The drugs however will be distributed through the CLAP network of food distribution, which is affiliated with the PSUV ruling party of Maduro and was founded by his mentor and predecessor, the late Hugo Chavez. The opposition says CLAP doesn’t sell price-controlled food to anybody but the party faithful and the government has admitted the system is rife with corruption and only reaches 30% of the Venezuelan population. The program is only one year old and was created after a stinging electoral defeat,
Maduro’s admissions came four years after the opposition began denouncing serious shortages in medicines and food, a situation that has now devolved into a full-blown humanitarian crisis. As recently as March 17th, the Maduro government rejected U.N. offers for humanitarian help, according to an opposition activist Lilian Tintori, who' s opposition leader husband has been in prison for over 3 years.

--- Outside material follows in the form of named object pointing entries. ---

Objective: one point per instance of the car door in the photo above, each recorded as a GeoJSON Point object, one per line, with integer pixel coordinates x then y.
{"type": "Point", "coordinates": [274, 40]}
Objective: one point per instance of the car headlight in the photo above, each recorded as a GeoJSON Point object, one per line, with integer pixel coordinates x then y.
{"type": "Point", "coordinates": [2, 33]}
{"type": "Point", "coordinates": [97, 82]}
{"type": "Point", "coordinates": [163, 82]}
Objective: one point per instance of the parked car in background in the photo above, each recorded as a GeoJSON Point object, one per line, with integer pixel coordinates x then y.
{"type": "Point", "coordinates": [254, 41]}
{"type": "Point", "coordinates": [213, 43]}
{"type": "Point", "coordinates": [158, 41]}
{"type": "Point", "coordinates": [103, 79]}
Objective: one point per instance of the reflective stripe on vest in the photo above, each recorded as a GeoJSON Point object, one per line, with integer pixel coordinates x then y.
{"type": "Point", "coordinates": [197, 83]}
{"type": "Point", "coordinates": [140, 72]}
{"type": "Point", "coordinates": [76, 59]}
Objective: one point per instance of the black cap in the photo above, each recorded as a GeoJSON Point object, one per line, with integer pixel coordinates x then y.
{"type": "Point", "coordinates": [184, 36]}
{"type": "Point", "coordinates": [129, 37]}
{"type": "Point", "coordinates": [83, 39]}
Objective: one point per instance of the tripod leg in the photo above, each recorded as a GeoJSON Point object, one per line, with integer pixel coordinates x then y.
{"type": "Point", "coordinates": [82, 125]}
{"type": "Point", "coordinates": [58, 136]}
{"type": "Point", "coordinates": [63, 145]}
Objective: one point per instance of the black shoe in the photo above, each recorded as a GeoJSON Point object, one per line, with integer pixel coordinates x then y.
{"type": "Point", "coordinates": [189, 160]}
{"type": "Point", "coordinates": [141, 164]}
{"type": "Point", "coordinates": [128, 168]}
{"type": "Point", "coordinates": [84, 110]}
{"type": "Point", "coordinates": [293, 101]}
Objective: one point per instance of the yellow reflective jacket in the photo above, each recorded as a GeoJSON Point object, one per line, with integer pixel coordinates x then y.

The Organization of American States has repeatedly pointed out that there is an humanitarian crisis in Venezuela -- Maduro’s Foreign Minister and delegation to the OAS has repeatedly denied the fact.
Even while asking the U.N. for medicines, Maduro defended his rule, saying the most recent “human development” (an index that measures advances in education and public health as well as economic development) report from the U.N. placed Venezuela number 71 out of a total 188 countries measured. “That’s higher than Colombia, Brazil, Peru and Mexico,” Maduro argued.
“According to the report that measures human development, Venezuela is still high in the index of development, thanks to socialism,” Maduro added later.
During his allocution, Maduro stuck to the theme of the “economic war”, which blames Venezuela’s myriad ailments (from high crime to hyperinflation) on a conspiracy by the local opposition and the U.S.